Myositis is characterized clinically by skeletal muscle weakness and histopathologically by the presence of inflammatory cells in muscle tissue. There are several major subclasses of myositis, including dermatomyositis (DM), polymyositis (PM), inclusion body myositis (IBM), and immune mediated necrotizing myopathy (NM). The leukocyte infiltration present in myositis muscle is believed to contribute to disease pathogenesis [1–5]. The types of immune cells present in myositis muscle were originally identified in the 1980s as predominantly CD4+ T cells and B cells in DM, and CD4+ and CD8+ T cells in IBM [1, 6–8], with more recent identification of plasmacytoid dendritic cells in DM , myeloid dendritic cells in PM and IBM , and plasma cells in all three disorders . Unlike DM, PM or IBM, NM is characterized by myofiber necrosis associated with macrophages and minimal T cell infiltration or MHC Class I expression . Given the differences in clinical manifestations between these subtypes of myositis and the lack of optimal efficacious therapies for these diseases, understanding the molecular characteristics underlying their subtypes may facilitate the development of novel therapeutics that could benefit patients with myositis.
Technologies such as whole genome microarray have advanced our understanding of the disease pathogenesis of myositis [11–13]. A large number of type 1 interferon-stimulated genes (ISGs) were identified to be strongly overexpressed in DM muscle and this molecular signature has been further confirmed by recent studies [4, 14]. The activation of type 1 interferon (IFN) signaling has been observed in many autoimmune diseases [15, 16], such as systemic lupus erythematosus (SLE) [17–19], systemic sclerosis , rheumatoid arthritis , and psoriasis . A type 1 IFN signature is not only present in DM muscle but also expressed in DM skin , as well as peripheral blood of DM and PM, reflecting disease activity [24–26]. Based on the accumulating evidence from recent microarray studies and other complementary experiments, disease models have been proposed to emphasize the central role of type 1 IFN pathway activation in the pathogenesis of DM, suggesting that blockade of type 1 IFN might provide clinical benefit to DM patients .

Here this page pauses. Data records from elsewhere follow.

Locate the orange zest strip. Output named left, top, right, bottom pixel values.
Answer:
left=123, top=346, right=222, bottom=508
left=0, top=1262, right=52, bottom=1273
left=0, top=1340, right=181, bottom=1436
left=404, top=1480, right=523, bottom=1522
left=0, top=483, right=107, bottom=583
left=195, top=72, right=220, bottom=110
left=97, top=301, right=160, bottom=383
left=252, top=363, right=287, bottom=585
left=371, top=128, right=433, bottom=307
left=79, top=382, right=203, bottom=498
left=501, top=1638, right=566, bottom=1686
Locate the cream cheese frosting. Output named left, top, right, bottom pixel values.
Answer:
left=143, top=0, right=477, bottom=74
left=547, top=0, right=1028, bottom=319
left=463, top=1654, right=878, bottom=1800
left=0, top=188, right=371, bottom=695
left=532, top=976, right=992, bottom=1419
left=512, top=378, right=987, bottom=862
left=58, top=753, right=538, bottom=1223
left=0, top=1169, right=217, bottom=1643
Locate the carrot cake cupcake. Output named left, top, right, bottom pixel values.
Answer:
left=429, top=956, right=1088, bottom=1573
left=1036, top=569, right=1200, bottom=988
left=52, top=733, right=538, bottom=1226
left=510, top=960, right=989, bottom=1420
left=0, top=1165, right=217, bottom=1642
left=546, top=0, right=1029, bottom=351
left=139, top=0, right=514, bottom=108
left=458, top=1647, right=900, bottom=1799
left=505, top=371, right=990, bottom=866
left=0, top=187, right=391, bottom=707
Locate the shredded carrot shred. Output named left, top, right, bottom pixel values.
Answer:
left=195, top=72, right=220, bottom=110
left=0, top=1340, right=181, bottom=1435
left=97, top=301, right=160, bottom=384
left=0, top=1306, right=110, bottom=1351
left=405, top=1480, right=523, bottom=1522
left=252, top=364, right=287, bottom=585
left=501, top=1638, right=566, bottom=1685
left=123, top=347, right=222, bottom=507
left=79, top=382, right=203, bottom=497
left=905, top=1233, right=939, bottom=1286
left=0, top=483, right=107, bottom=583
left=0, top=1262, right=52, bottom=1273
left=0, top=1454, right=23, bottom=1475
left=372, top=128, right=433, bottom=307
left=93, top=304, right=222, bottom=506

In addition to previous studies focused on altered mRNA expression in myositis, the roles of microRNAs (miRNAs) in regulating immune responses, muscle development, and regeneration are also emerging [28–31]. miRNAs including miR-146a, miR-155, and miR-101 have been shown to be aberrantly expressed in rheumatic diseases [32–35] and miR-1, miR-133a/b, and miR-206 have been identified as muscle-specific miRNAs critical for muscle development and function [28–31]. Though the role of miRNAs in the pathogenesis of myositis has yet to be evaluated extensively, it is worth noting that interactions between miRNAs and type 1 IFN have been identified . Specifically, miR-146a suppresses the innate immune response not only via the TLR-mediated NFκB pathway , but also negatively regulates the type 1 IFN pathway in SLE by targeting STAT1 and IFN regulatory factor 5 (IRF5) .

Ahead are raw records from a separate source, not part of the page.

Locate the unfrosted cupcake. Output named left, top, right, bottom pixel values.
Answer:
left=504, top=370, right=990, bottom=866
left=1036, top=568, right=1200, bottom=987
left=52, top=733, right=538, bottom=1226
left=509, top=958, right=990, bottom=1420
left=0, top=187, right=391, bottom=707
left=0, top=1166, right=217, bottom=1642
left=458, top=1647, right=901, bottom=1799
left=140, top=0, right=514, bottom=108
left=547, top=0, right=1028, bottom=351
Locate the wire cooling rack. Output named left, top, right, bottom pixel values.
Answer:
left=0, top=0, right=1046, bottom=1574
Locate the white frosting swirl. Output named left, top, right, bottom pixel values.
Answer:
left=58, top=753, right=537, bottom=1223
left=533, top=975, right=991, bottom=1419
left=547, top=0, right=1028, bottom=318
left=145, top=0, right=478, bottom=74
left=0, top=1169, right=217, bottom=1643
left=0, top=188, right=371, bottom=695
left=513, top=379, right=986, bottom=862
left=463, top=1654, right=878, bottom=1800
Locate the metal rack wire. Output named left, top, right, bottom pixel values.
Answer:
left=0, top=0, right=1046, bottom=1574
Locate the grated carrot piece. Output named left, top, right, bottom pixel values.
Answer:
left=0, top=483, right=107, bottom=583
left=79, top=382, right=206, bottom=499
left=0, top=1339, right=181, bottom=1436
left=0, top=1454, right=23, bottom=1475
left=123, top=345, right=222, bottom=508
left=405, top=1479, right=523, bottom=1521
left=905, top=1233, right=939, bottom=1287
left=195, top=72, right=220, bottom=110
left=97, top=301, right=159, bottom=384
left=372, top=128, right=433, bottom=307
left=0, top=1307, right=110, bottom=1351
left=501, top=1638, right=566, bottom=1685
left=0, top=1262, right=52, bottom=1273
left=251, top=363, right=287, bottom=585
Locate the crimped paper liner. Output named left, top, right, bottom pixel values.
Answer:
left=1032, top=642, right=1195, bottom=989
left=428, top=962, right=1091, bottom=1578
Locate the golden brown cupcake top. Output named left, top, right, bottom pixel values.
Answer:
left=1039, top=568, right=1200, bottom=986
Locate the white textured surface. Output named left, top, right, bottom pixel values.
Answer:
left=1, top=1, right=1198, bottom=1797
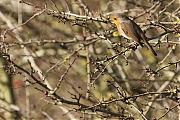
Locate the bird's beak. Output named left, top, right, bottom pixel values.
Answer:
left=110, top=15, right=116, bottom=23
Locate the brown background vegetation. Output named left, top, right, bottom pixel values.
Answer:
left=0, top=0, right=180, bottom=119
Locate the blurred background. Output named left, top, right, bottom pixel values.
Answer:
left=0, top=0, right=180, bottom=119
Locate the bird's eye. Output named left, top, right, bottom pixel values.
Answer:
left=114, top=18, right=117, bottom=20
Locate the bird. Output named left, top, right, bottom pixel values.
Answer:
left=111, top=13, right=157, bottom=56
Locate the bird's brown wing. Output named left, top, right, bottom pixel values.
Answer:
left=131, top=20, right=145, bottom=39
left=130, top=20, right=157, bottom=56
left=121, top=21, right=143, bottom=46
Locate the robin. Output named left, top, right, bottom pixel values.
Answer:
left=111, top=14, right=157, bottom=56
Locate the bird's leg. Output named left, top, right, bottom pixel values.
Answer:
left=128, top=41, right=136, bottom=46
left=127, top=42, right=139, bottom=51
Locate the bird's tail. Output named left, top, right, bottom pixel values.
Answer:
left=144, top=39, right=157, bottom=56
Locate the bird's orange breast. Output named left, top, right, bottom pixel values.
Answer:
left=111, top=16, right=122, bottom=35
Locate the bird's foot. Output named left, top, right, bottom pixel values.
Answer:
left=128, top=42, right=139, bottom=51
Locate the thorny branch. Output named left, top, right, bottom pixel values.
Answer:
left=0, top=0, right=180, bottom=119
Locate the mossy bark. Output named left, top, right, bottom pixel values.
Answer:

Despite the aforementioned studies, there still lacks a clear understanding of the disease pathogenesis that underlies myositis. Meanwhile, few molecular biomarkers have been identified to aid in stratifying myositis patients or objectively quantifying the leukocyte abundance in inflammatory muscle and the corresponding muscle fiber damage. To address the unmet needs in these areas, we performed both genome-wide mRNA and miRNA expression profiling in muscle biopsies from myositis patients and normal controls. Our studies revealed gene expression signatures specific for myositis and distinct for each subclass of myositis, as well as multiple pairs of mRNA:miRNA displaying anti-correlation expression patterns in line with predicted relationships. Additionally, expression data from this study indicated that miR-146a displayed a positive correlation with the type 1 IFN signature rather than the expected negative correlation in myositis muscle. We postulated that such positive correlation could be driven by infiltrated leukocytes; therefore, we developed an invasion model to account for transcriptional changes due to leukocyte infiltration. Further analyses with this invasion model indicated that the source of ISG expression may differ between subtypes of myositis, such that in PM and IBM, ISG expression is associated with infiltrated leukocytes, whereas in DM, non-leukocyte cells (e.g., muscle cells) might contribute significantly to ISG expression. Collectively, our results revealed multiple gene expression signatures that can potentially advance our understanding of the pathologic characteristics of myositis and provide utility as molecular biomarkers for identifying the right therapeutics for myositis patients.